I am not brave

20161112_081633.jpgI am not brave.

All around me, on every side, I see people taking a stand, even against storms of anger and doubt, willing to throw themselves into the fray, defending their beliefs, being harassed and called out and challenged. I see people whose belief is powerful enough to carry them through the storm, they can ride their belief like a winged creature. What would it feel like to believe in something, in anything, with such conviction? I am not brave. I do not have the courage of my convictions. I am ashamed. I stand on nothing, I have no inner core of righteousness, no ballast in the storm, I seem to be blank where I should have rage, faith, outrage, certainty. I have no certainty.

My parents divorced when I was an adult. This was harder than it may have seemed, because as an adult, shouldn’t I have been capable of forming opinions and being strong and rational? I was not capable. I remember pacing in my kitchen, trying to make a very specific decision, and knowing that any decision I made would hurt someone I loved, even the decision to make no decision. Any decision or non-decision, any action or non-action, would be interpreted as taking a side, declaring allegiance, and all I wanted to do was to love both of my parents for who they were, separately, without causing harm to the other. All I wanted to do was to give them both the benefit of the doubt, which is an odd phrase now that I write it out. Pacing in my kitchen, I recognized that whatever I did or did not do, whatever I said or did not say, I could not repair what was broken; I was insignificant, that was part of it, but also, a broken thing could not be put right by the single perfect action of a third party. The realization released me, to some degree. There was no right decision. There was only doing what one must and living with the consequences.

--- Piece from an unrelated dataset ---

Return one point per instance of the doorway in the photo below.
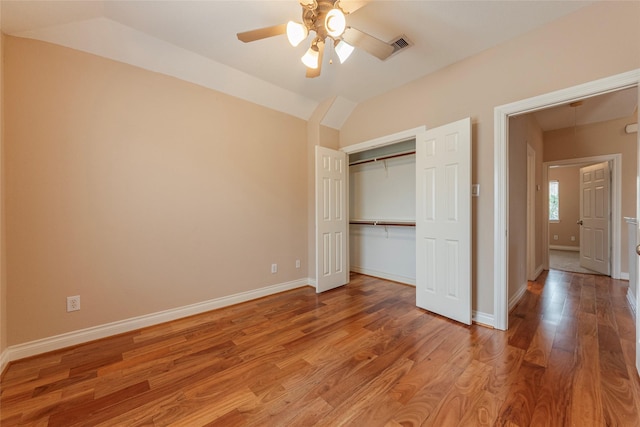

This happened almost a decade ago; but the same paralysis strikes me now whenever I step in between two differing points of view, whenever I become involved in conflict. How can I fix this, how can I help?, quickly turns to, how can I hide myself away from this?

Do no harm. How I long to live by this mantra, no matter how impossible.

Yet I think, I do, that brave people have to be willing to disturb, to trouble, to shake the trees and shout from hills. And maybe this causes harm. Certainly it causes disruption and conflict and pain. It has to, because what else brings about change?

I am sorry. Forgive me. I am not brave.

xo, Carrie

Sequencing exercise # 2: In kundalini class
When did I get old?

3 Comments

  1. Carrie…what you just wrote was very brave…

    Reply
  2. Being brave is not easy. I can relate to everything you say here. I have been told how brave I am, by many people, but I still don’t know the definition of bravery I think correct. I want to take a stand and speak up and out a lot, but mostly I hide away and regret my inaction. Thank you for writing this. It’s sort of a help to feel like I’m not the only one who thinks and feels these things. Writing is brave. I think writing is brave. There’s one.